I guess the first thing to say is that the chronic pain literature is dominated by clinicians and researchers who specialise in chronic pain rather than in MSK conditions. So, if the title of this blog attracted you because of the MSK included in it, you will probably be disappointed. There is no mention of any specific MSK conditions or how to treat them in these papers. They are essentially arguments over classification, nomenclature, and taxonomy. But myofascial pain is mentioned, hence the papers came up on my searches, and it is interesting to review the debate.
The perspective paper by Fitzcharles et al was stimulated by the release of ICD-11 in February 2022, which includes the category chronic primary MSK pain (MG30.02) under chronic primary pain (MG30.00), which in turn is under chronic pain (MG30). The latter chronic pain category also includes chronic secondary MSK pain.
Below are the descriptions from ICD-11:
Chronic primary musculoskeletal pain is chronic pain in the muscles, bones, joints or tendons that is characterised by significant emotional distress (anxiety, anger/frustration or depressed mood) or functional disability (interference in daily life activities and reduced participation in social roles). Chronic primary musculoskeletal pain is multifactorial: biological, psychological, and social factors contribute to the pain syndrome. The diagnosis is appropriate independently of identified biological or psychological contributors unless another diagnosis would better account for the presenting symptoms. Other chronic musculoskeletal pain diagnoses to be considered are those listed under chronic secondary musculoskeletal pain.
Chronic secondary musculoskeletal pain is chronic pain arising from bone(s), joint(s), muscle(s), vertebral column, tendon(s) or related soft tissue(s). It is a heterogeneous group of chronic pain conditions originating in persistent nociception in joint, bone, muscle, vertebral column, tendons, and related soft tissues, with local and systemic aetiologies, but also related to deep somatic lesions. The pain may be spontaneous or movement-induced.

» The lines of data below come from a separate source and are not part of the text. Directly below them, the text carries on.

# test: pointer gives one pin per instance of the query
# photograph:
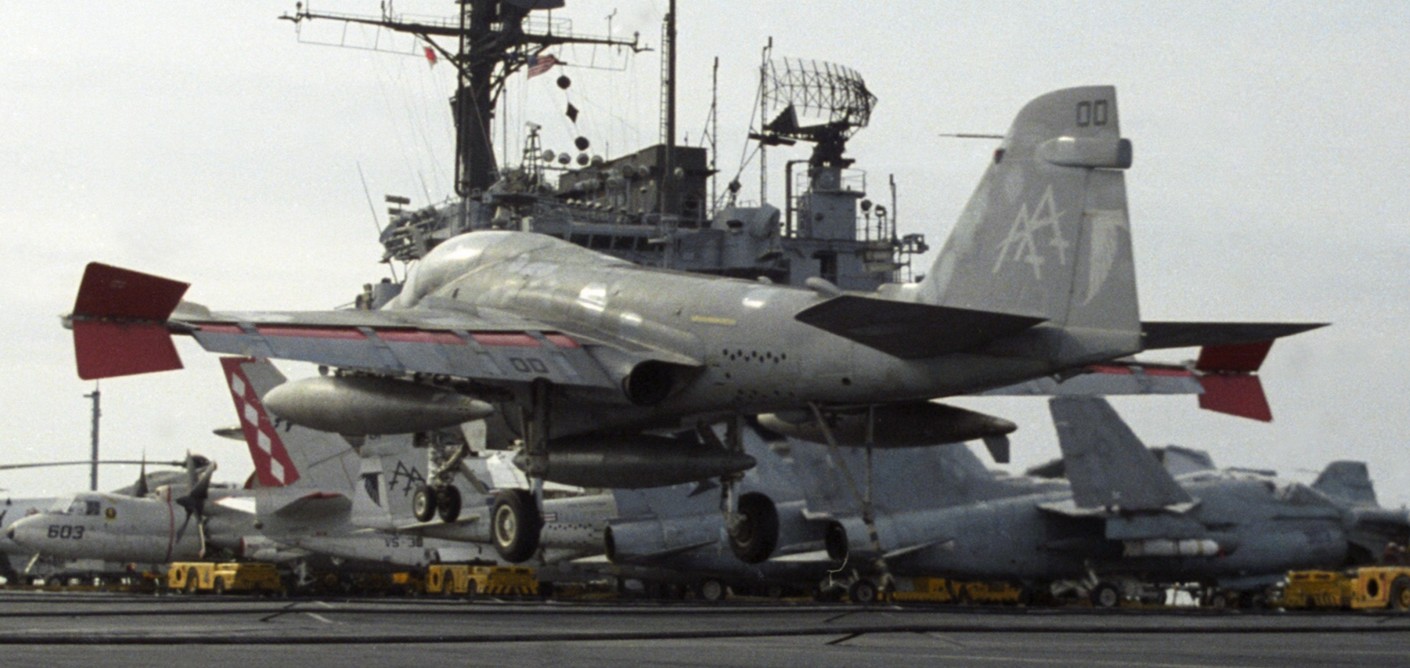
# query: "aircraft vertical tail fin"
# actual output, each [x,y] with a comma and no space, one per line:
[1347,481]
[1046,233]
[1107,465]
[284,454]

Fitzcharles et al propose a set of clinical characteristics to distinguish between primary and secondary MSK pain. They label secondary MSK pain as being predominantly nociceptive and primary MSK pain as being predominantly nociplastic. They note that secondary musculoskeletal pain includes conditions such as myofascial pain syndromes (MPS), arthritis and tendonitis; however, the latter two examples can be classified elsewhere in ICD-11, and it is only myofascial pain that is controversial here. Myalgia is tucked away elsewhere under miscellaneous specified soft tissue disorders, but it is not clear to me that MPS should go there.
They also refer to chronic primary MSK pain as being best understood as ‘regional fibromyalgia’, which gets them roundly criticised by the commentators, but I know what they mean, and there is probably a lot of overlap mechanistically, should you ever actually find a patient with it, ie one who does not have any obvious sign of peripheral nociception.

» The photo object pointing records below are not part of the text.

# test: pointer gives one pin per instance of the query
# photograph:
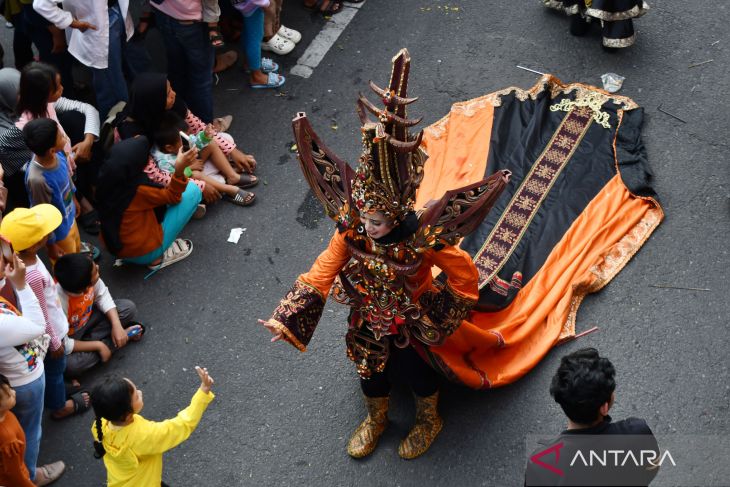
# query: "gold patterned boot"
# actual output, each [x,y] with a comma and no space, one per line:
[365,438]
[427,426]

The first of the commentators (Cohen ML) engages in a blistering attack that includes taxonomic, clinical, and mechanistic aspects. Whilst technically correct, his taxonomic niggles are rather pedantic, although having similar tendencies myself I can hardly complain about technical precision. Cohen dismisses the mention of MPS out of hand, and it is only then that I realised this author has teamed up in the past with Quintner to deny the existence of MPS. Both from Perth, WA, they appear to be quite an argumentative pair who currently have 29 entries as co-authors on PubMed, several of which are critical letters aimed at MPS or pain taxonomy.
Rolf-Detlef Treede, from the Department of Neurophysiology at Heidelberg University, is more supportive and positive in his commentary. He argues for a third column for MPS alongside primary and secondary MSK pain, although he too is not happy with the term ‘regional fibromyalgia’. His reason for a third column is based on the uncertainty as to whether MPS represents a principally nociceptive or nociplastic phenomenon. When I am teaching, I use the terms peripheral and central components of pain to represent nociceptive and nociplastic aspects of a patient’s presentation since there is undoubtedly both of these involved in any single case.
The term nociplastic pain was proposed relatively recently.
Pain that arises from altered nociception despite no clear evidence of actual or threatened tissue damage causing the activation of peripheral nociceptors or evidence for disease or lesion of the somatosensory system causing the pain.
Note: Patients can have a combination of nociceptive and nociplastic pain.
Interestingly, Cohen was involved in the process of proposing nociplastic pain, and even argued with the critics,[12,13] but then he clearly fell out with the group and criticised their attempt to define clinical criteria.[14,15]
Having watched a video abstract of the recent Pain paper on nociplastic pain I realised that I had met the lead author at dinner before speaking at a pain conference in Oslo (January 2020). Had I known she was leading the drive to define nociplastic pain, I would have had rather more to say.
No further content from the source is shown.